El próximo sábado 29 de agosto se instala la 61 Legislatura de la Cámara de Diputados. A través de la función exclusiva más importante que le da la Constitución —discutir y aprobar el presupuesto federal—, deberá enfrentar la crisis económica y el déficit público, calculado en 300 mil millones de pesos. Con el Senado deberá emitir la Ley de Ingresos que sustente el presupuesto. Es enorme el boquete, pero igual la oportunidad para reformar la hacienda pública y lanzar una auténtica política de austeridad republicana. Está abierto el debate sobre las alternativas: reducir el gasto, aumentar impuestos y contratar deuda. Quizá se deba recurrir a las tres vías; pero sería imperdonable que, ante una situación como la actual, privara el cortoplacismo y se antepusieran intereses partidistas frente a una solución integral.
Dentro de la reducción del gasto, el eje debiera ser una política de austeridad republicana. No puede seguirse vacilando en el combate a la corrupción, al dispendio y a la opacidad en el manejo de los recursos públicos por parte de los poderes de la Unión y los gobiernos. El reto es ser consecuentes con lo que pedimos a los ciudadanos y a los sectores productivos en materia de ingresos, desde la pulcritud y el rigor con que se gastan los impuestos. El Estado ha perdido fuerza moral y política para llamar a una acción colectiva y nacional para enfrentar la crisis porque dentro del hoyo fiscal hay hoyos negros que contradicen los discursos sobre la eficiencia en el gasto y la honestidad en su ejercicio; los llamados a la corresponsabilidad topan con pared porque la impunidad oficial fertiliza el abandono de las responsabilidades cívicas.
Vastas zonas del gobierno presentan despilfarros, si no cuantiosas ordeñas como la de Pemex, y los gobiernos de las entidades viven en la comodidad —por no decir irresponsabilidad— de mantener suspendido el cobro de contribuciones locales mientras derrochan recursos que no recaudan, pero que sí manejan a su antojo con discrecionalidad y selectividad política, varias veces instrumentados para la cooptación y el control electoral en complicidad con congresos locales.
La Cámara de Diputados tiene ante sí el reto de recuperar para la nación su fuerza política y constitucional en la fiscalización del gasto público, en la determinación de las prioridades presupuestales y dar ejemplo de austeridad. Es un desafío a la forma de operar del Legislativo, pues además del referente en el que se puede constituir, derivan otras consecuencias políticas para el proceso legislativo y por ende para el sistema democrático.

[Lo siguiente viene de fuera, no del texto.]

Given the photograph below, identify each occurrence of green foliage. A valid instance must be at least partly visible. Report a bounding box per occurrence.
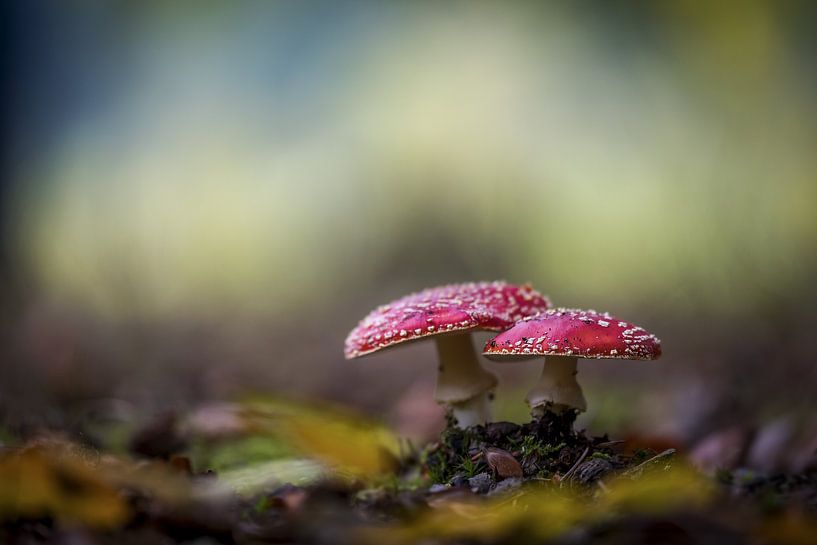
[191,435,295,472]
[457,455,483,478]
[519,436,565,459]
[536,468,552,479]
[254,495,273,514]
[425,453,448,484]
[394,474,427,492]
[219,459,324,496]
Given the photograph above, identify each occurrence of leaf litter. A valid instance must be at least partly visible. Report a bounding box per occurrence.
[1,399,816,544]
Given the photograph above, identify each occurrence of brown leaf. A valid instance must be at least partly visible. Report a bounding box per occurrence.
[169,455,193,475]
[129,411,186,459]
[484,447,523,479]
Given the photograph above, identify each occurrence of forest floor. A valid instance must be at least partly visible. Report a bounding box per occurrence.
[2,403,817,545]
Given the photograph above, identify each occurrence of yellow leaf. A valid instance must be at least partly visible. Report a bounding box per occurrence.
[239,398,402,480]
[0,446,128,528]
[219,459,326,496]
[361,463,717,544]
[599,463,715,515]
[361,487,589,544]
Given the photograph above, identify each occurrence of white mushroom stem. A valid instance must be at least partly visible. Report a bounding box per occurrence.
[434,333,498,428]
[526,356,587,416]
[449,394,493,429]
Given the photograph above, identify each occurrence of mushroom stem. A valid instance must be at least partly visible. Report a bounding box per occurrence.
[434,333,498,427]
[449,394,493,429]
[526,356,587,416]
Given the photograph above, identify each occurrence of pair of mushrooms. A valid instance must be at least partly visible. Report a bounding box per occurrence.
[344,281,661,427]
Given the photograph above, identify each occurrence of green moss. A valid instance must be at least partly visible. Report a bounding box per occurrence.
[589,451,612,461]
[518,436,566,459]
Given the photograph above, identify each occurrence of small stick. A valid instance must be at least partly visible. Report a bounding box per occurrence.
[624,448,676,476]
[560,446,590,486]
[595,440,625,448]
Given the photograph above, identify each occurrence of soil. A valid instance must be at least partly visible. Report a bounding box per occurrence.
[424,410,650,491]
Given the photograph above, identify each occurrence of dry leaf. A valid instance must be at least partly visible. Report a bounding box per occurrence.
[485,447,523,478]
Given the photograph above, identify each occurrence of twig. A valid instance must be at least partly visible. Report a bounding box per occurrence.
[595,440,625,448]
[560,446,590,486]
[624,448,676,477]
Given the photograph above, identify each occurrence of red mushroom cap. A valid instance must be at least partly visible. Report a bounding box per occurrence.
[344,281,551,358]
[483,308,661,360]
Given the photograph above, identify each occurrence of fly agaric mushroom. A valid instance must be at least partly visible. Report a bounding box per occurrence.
[345,282,550,427]
[483,308,661,417]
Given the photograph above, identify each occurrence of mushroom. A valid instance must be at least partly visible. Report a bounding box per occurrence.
[483,308,661,417]
[345,282,550,427]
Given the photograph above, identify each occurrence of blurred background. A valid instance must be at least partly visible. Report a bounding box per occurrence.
[2,1,816,471]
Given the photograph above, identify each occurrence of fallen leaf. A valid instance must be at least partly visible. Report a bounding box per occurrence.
[218,459,325,496]
[484,447,523,479]
[240,398,401,481]
[0,445,128,528]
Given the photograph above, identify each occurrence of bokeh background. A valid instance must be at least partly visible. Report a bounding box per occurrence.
[2,1,816,470]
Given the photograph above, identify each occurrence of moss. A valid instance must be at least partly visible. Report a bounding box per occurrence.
[589,451,613,461]
[428,412,586,485]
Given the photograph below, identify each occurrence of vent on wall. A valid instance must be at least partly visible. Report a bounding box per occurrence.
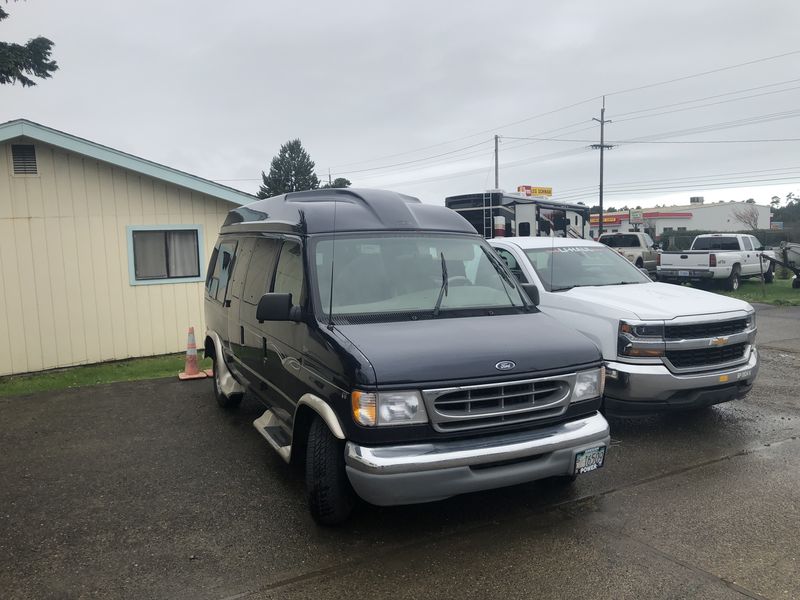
[11,144,38,175]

El Congreso es uno de los poderes que menos cuentas rinde, funciona con reglas arcaicas y criterios laxos. En transparencia y acceso a la información quedó a la zaga de las entidades, a las que obligó, desde la legislación, a procedimientos y tiempos rigurosos, además de someterlos a órganos independientes y autónomos. El reglamento con el que norma el desarrollo de las sesiones y la etapa de discusión del proceso legislativo se remonta en su mayor parte a marzo de 1934, y desde 1981 no se ha podido incorporar reforma alguna. El poder que fiscaliza no tiene quien lo fiscalice; el que actualiza la norma para los demás no tiene ese prurito para consigo mismo. Como herrero de la transparencia, su cuchara es de palo.
De ahí que, más allá de la mezquindad con la que el asunto ha sido enfrentado, la decisión del diputado panista Gerardo Priego de devolver un millón 50 mil pesos que por concepto de boletos de avión no utilizados se les reembolsaron a todos los diputados constituye un referente para la necesaria revisión de ese sistema de privilegios indebidos. Será para varios de sus colegas que ya se van un referente odioso, y para algunos de los que llegan un antecedente incómodo. Pero esa determinación puede detonar un cambio mayor en México.

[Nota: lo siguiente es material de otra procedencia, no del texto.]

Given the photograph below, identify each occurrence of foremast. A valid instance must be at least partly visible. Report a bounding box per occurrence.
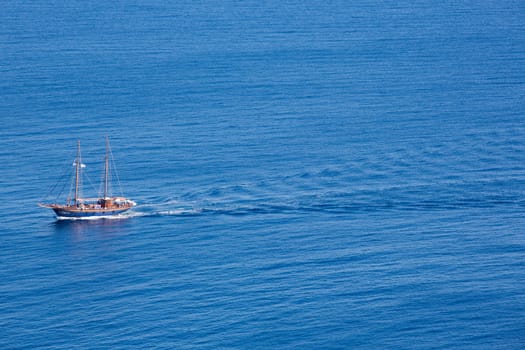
[104,136,109,199]
[73,140,82,206]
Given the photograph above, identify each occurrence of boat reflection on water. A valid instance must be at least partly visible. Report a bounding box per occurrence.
[52,217,133,241]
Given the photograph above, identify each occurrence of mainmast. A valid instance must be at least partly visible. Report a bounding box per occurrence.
[74,140,81,205]
[104,136,109,199]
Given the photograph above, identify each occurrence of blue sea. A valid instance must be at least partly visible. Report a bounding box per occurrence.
[1,1,525,348]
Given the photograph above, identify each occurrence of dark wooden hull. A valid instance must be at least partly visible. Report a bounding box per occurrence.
[47,205,133,219]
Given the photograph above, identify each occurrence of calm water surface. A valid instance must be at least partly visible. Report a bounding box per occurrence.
[1,1,524,348]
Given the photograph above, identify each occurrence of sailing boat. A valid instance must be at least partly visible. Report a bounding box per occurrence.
[40,137,136,219]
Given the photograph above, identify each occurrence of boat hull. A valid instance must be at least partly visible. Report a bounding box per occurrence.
[52,207,131,218]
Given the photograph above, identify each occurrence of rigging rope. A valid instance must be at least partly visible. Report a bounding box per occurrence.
[41,164,70,202]
[84,169,100,197]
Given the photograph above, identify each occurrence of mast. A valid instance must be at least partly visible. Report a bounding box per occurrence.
[104,136,109,199]
[74,140,81,205]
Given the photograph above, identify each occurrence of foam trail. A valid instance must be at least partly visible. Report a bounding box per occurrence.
[127,199,203,217]
[56,213,135,221]
[158,208,202,216]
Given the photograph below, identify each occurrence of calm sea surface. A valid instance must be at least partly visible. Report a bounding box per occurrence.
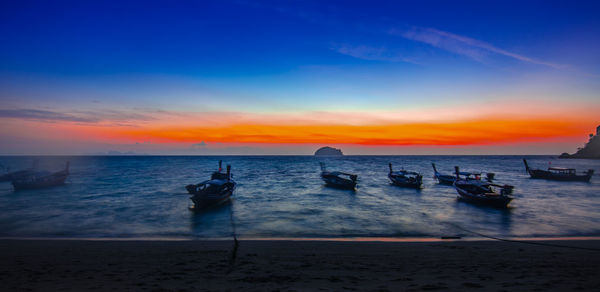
[0,156,599,239]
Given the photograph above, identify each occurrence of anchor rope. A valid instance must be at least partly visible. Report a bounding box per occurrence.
[442,220,600,252]
[226,201,239,274]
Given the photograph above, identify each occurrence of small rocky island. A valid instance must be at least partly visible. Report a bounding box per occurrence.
[314,146,344,156]
[559,125,600,159]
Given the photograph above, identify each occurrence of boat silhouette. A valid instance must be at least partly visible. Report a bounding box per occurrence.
[523,159,593,182]
[186,161,236,210]
[11,161,69,191]
[453,166,514,208]
[320,162,357,190]
[388,163,422,189]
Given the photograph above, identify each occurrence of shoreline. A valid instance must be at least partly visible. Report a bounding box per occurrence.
[2,239,599,291]
[2,235,600,242]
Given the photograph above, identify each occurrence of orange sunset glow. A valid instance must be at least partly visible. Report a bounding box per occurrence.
[1,97,597,154]
[2,107,594,155]
[114,118,591,146]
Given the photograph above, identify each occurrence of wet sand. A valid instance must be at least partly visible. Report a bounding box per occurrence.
[1,239,599,291]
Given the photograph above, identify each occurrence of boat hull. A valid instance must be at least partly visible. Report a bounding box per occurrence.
[190,190,233,210]
[1,170,36,182]
[11,172,68,190]
[432,163,455,185]
[435,174,455,185]
[321,175,357,190]
[388,174,422,189]
[187,181,236,210]
[454,183,512,208]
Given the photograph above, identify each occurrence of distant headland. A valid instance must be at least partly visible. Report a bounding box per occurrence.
[559,125,600,159]
[314,146,343,156]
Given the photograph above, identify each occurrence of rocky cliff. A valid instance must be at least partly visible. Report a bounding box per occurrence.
[559,126,600,159]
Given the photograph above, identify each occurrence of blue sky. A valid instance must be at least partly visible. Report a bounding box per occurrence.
[0,0,599,154]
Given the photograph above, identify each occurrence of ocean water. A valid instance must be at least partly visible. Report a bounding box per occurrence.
[0,155,599,240]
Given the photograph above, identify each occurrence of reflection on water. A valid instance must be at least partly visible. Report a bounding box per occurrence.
[0,155,598,239]
[189,200,235,237]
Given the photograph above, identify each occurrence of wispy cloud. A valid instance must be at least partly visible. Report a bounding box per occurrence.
[390,26,566,69]
[0,108,154,124]
[2,98,596,128]
[333,44,417,64]
[0,109,100,123]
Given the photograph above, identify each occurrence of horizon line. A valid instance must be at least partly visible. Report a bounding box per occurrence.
[0,154,567,157]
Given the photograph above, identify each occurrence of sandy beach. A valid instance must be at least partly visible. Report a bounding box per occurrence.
[1,239,599,291]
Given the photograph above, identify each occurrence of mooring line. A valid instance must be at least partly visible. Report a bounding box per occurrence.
[444,221,600,252]
[226,203,239,274]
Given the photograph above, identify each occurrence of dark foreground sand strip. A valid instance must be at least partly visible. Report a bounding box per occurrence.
[1,239,599,291]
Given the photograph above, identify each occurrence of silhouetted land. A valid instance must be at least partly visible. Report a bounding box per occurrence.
[560,125,600,159]
[1,239,599,291]
[314,146,343,156]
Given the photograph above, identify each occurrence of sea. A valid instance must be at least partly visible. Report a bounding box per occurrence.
[0,155,599,240]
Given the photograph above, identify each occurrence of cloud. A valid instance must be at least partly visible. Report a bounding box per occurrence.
[333,44,417,64]
[391,26,565,69]
[3,98,594,130]
[0,109,100,123]
[0,108,155,124]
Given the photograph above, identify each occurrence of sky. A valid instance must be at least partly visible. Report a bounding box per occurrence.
[1,0,599,155]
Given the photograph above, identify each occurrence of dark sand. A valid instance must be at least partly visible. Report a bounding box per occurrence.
[1,239,599,291]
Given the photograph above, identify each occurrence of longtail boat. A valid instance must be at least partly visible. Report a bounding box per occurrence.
[523,159,593,182]
[11,162,69,191]
[320,162,357,190]
[186,162,236,210]
[453,166,514,208]
[388,163,422,189]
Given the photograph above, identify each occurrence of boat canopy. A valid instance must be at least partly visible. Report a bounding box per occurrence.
[458,171,481,176]
[327,171,355,177]
[548,167,576,174]
[201,179,229,185]
[393,170,420,176]
[548,167,574,171]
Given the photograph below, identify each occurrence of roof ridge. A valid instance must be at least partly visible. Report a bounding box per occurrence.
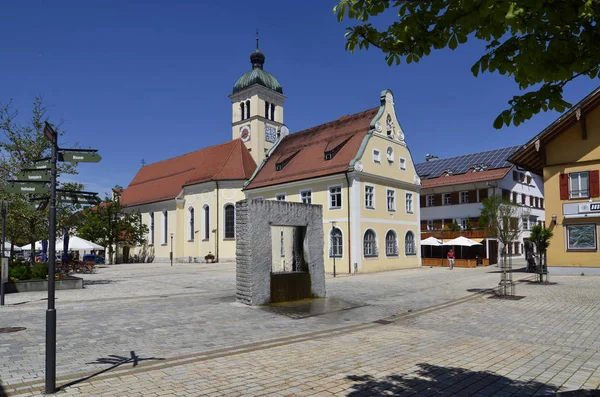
[143,140,236,168]
[129,168,195,186]
[285,107,378,141]
[212,139,242,180]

Priego dio un testimonio muy valioso de las contradicciones en la clase política sobre la real dimensión del servicio público, y la lejana honrosa medianía que genera la retribución suficiente. Puso el cascabel al gato: distribución de recursos a los grupos parlamentarios, manejo discrecional de éstos por las cúpulas de las bancadas, selección para viajes internacionales, bonos, préstamos y apoyos adicionales son instrumentos de control político en las cámaras, que generan corrupción de la que salen adefesios legislativos y leyes a la medida de intereses contrarios al bien público.
Los legisladores que iniciaremos labores el 1 de septiembre debiéramos estar conscientes de que de esto emana una debilidad operativa frente a los otros poderes y niveles de gobierno, y propicia una pésima imagen ante los ciudadanos. Poner fin a la discrecionalidad y a la opacidad de los recursos que se asignan a los grupos parlamentarios, eliminar prebendas y apoyos redundará no sólo en una mejor distribución para impulsar la actividad parlamentaria y legislativa de quienes se comprometen a asumir la representación popular; también redundará en mayor fuerza moral a la hora en que se propongan recortes presupuestales para salir de la crisis.